Researchers wired New York with acoustic sensors and asked citizen scientists to label every jackhammer, siren, and barking dog. The result is the largest urban noise dataset ever assembled.
New York City receives over 300,000 noise complaints a year through its 311 hotline — more than any other category of grievance. But complaints are blunt instruments. They tell you someone is angry; they do not tell you what is actually happening in the acoustic environment. The SONYC project changed that. Beginning in 2016, researchers at New York University deployed a network of low-cost acoustic sensors across Manhattan, Brooklyn, and Queens, recording the city's soundscape in continuous 10-second clips. The question was deceptively ambitious: could you build a machine that listens to a city the way a resident does?

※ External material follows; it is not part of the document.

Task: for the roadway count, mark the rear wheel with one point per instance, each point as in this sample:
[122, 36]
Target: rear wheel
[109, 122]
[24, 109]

The answer required human ears first. Over 18,000 recordings were uploaded to Zooniverse, where citizen scientists tagged each clip with fine-grained labels: engine idling, jackhammer, music from a bar, dog bark, ice cream truck, air conditioner hum. The taxonomy grew to encompass eight coarse categories and dozens of fine-grained sound sources, capturing the layered reality of urban noise — where a construction site, a passing ambulance, and a street musician can occupy the same 10-second window. A subset was then verified by trained acoustic experts, creating a gold-standard annotation layer for training machine learning models.
With 62,000 downloads, SONYC-UST has become the benchmark dataset for urban sound classification research. But its impact extends beyond academia. New York's Department of Environmental Protection has used SONYC data to target noise enforcement, and the project's sensor-to-classification pipeline is being adapted by cities from Barcelona to Singapore. The recordings are a time capsule of a specific urban moment — and simultaneously, a template for how any city might learn to hear itself more clearly.
Percentage of recordings containing each dominant sound category across 4-hour time blocks
Noise complaints tell you someone is angry. Acoustic sensors tell you what is actually happening.
dataset · 2019 · CC BY 4.0
Continuous acoustic monitoring provides evidence-based inputs for noise zoning, construction permitting, and nightlife regulations — replacing anecdotal complaints with measured data.
SONYC-UST's multilabel annotations and expert-verified subset have established the benchmark for urban audio classification, accelerating progress in environmental sound recognition.
Chronic noise exposure is linked to cardiovascular disease, sleep disruption, and cognitive impairment. This dataset enables the spatial mapping of noise burden in communities with the least political power to complain.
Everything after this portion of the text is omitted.